7. Bertanggungjawab sebagai warga masyarakat dan warga negara

Seorang dewasa dini harus mampu membina hubungan sosial dengan sesama warga masyarakat. Selain orang dewasa dini dituntut mematuhi semua peraturan, ketentuan, dan nilai yang ada dalam masyarakat, ia juga dituntut untuk memelihara dan mengawasinya. Orang dewasa dini juga dituntut untuk turut berpartisipasi dalam kegiatan-kegiatan masyarakat. 8. Menentukan persahabatan dalam kelompok sosial

Di masyarakat terdapat berbagai kelompok sosial, seperti kelompok etnis, agama, budaya, profesi, hobi, dan lain-lain. Seorang dewasa dini dituntut untuk dapat hidup dalam berbagai kelompok sosial tersebut dengan harmonis.

4. Tahap Perkembangan Masa Dewasa Dini

Menurut Santrock (2002), menyatakan bahwa tahap perkembangan dewasa dini dibagi menjadi tiga, yaitu :

1. Perkembangan fisik

Pada masa dewasa dini, perkembangan fisik akan mencapai puncaknya, namun kondisi fisik ini juga menurun pada rentang usia dewasa dini. Hal ini dapat dilihat dari meningkatnya perhatian terhadap kesehatan, perhatian khusus mengenai diet, berat badan, olahraga, dan ketergantungan. Puncak kemampuan fisik ini terjadi pada usia dibawah tiga puluh tahun, yaitu 19 tahun hingga 26 tahun.

2. Perkembangan kognitif

Menurut Santrock (2002), dalam masa dewasalah individu mengatur pemikiran operasional mereka, seperti yang dikemukakan Piaget. Piaget mengatakan bahwa cara berpikir seseorang remaja dan seseorang dewasa itu sama, namun yang membedakan adalah apabila seseorang remaja mampu merencanakan dan membuat suatu hipotesis dari suatu masalah, sedangkan pada orang dewasa lebih mampu membuat hipotesis dan menurunkan suatu pemecahan masalah dari suatu permasalahan. Gisela Labouvie-Vief (1982,1986) mengemukakan bahwa pada saat dewasa dini, seseorang lebih mengandalkan analisis logis dalam menyelesaikan masalah. William Perry mengatakan bahwa pemikiran orang dewasa yang berubah, awalnya berpikir secara dualistic namun berganti menjadi pemikiran yang beragam.
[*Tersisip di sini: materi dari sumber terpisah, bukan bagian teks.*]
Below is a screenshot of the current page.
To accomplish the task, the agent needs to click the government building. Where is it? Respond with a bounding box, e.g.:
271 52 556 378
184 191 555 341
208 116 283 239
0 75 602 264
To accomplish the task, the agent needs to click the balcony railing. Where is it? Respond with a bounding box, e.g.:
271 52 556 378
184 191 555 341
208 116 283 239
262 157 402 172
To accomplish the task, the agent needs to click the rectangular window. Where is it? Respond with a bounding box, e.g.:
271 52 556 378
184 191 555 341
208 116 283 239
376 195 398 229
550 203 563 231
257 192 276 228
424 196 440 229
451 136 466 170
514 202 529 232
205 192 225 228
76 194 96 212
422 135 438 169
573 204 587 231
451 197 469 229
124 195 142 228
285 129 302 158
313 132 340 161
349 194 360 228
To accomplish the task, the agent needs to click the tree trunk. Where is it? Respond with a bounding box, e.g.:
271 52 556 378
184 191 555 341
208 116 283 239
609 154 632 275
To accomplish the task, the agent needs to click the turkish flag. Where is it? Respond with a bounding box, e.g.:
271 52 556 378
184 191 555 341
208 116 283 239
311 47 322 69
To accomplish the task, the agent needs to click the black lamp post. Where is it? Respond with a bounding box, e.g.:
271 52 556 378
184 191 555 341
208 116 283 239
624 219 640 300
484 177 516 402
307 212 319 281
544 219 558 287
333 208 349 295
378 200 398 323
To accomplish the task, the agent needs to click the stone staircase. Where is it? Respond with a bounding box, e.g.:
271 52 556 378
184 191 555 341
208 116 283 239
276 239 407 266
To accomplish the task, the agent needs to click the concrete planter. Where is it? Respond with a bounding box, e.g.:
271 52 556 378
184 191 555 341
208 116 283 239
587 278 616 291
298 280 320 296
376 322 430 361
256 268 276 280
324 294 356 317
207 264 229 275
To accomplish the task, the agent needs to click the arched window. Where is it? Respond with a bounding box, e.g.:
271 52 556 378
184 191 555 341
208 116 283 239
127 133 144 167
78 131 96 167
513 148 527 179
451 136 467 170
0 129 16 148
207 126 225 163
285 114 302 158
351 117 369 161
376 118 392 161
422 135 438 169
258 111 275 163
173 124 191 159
3. Perkembangan Sosio-emosional

Dalam tahap perkembangan ini, Santrock (2002) menjelaskan mulai adanya daya tarik, cinta dan hubungan dekat. Pada masa dewasa dini, orang lebih banyak tertarik pada orang yang memiliki kesamaan. Dengan adanya kesamaan maka individu akan merasa nyaman berinteraksi dengan orang lain.
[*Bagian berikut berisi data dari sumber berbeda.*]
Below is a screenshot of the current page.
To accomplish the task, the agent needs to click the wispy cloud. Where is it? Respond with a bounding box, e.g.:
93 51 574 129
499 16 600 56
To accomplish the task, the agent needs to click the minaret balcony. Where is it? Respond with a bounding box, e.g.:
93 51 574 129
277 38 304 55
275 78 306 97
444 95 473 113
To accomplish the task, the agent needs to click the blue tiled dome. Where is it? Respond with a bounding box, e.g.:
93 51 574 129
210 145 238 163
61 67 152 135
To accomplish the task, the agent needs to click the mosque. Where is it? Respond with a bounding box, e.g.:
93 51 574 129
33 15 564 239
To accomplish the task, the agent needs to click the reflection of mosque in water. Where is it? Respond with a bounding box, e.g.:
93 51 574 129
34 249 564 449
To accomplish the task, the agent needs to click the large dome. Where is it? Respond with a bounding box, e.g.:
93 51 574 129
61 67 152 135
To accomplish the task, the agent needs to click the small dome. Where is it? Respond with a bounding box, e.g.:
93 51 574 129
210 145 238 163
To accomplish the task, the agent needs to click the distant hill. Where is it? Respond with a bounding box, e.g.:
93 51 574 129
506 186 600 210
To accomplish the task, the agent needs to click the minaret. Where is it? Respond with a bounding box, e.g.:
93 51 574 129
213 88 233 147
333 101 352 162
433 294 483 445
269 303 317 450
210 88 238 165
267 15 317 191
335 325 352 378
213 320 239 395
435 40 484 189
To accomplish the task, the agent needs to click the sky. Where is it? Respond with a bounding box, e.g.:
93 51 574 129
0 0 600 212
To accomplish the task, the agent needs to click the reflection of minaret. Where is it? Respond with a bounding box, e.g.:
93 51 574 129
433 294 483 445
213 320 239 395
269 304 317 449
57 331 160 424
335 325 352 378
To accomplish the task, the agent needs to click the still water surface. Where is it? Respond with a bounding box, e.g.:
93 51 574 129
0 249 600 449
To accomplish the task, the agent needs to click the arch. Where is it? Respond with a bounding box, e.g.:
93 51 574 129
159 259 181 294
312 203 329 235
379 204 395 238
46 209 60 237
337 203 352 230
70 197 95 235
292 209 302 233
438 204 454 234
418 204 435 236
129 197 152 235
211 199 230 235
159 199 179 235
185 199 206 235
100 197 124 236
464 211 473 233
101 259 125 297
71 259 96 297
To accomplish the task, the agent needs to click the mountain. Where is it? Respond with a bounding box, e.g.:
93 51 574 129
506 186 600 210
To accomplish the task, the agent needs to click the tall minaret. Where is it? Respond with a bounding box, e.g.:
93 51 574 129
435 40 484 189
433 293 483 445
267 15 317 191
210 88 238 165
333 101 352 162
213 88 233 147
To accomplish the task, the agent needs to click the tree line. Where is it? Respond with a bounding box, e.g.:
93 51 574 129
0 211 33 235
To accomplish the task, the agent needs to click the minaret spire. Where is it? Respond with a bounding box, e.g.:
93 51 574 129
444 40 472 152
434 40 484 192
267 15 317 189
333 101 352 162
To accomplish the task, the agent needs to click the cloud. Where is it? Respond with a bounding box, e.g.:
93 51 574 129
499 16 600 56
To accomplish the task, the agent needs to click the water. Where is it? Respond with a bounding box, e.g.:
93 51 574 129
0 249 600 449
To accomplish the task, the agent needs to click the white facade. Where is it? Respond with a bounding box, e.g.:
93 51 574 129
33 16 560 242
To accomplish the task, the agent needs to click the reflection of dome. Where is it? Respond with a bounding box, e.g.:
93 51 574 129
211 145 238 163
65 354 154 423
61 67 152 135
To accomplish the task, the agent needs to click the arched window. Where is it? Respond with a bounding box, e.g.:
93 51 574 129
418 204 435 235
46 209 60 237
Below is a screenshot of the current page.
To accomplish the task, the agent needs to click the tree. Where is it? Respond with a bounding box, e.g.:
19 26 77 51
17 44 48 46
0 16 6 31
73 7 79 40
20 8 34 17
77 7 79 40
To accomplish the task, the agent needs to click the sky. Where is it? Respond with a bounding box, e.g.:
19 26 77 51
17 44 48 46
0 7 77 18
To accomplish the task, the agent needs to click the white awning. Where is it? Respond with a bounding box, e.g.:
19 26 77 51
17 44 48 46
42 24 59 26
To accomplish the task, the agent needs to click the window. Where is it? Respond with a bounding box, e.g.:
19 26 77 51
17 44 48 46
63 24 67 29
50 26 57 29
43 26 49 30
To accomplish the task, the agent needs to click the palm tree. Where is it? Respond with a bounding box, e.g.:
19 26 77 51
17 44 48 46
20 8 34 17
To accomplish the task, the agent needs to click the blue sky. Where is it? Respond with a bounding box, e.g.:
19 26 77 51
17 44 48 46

Pada masa dewasa dini juga mulai mengenal adanya keintiman dan kemandirian. Menurut Erikson tahapan dewasa dini berada pada tahap keenam, yaitu intimacy versus isolation ( keintiman versus isolasi ). Keintiman adalah tahap ketika seseorang membentuk hubungan intim

dengan orang lain. Namun, jika keintiman tidak berkembang pada masa dewasa dini, seseorang akan mengalami yang disebut dengan isolasi.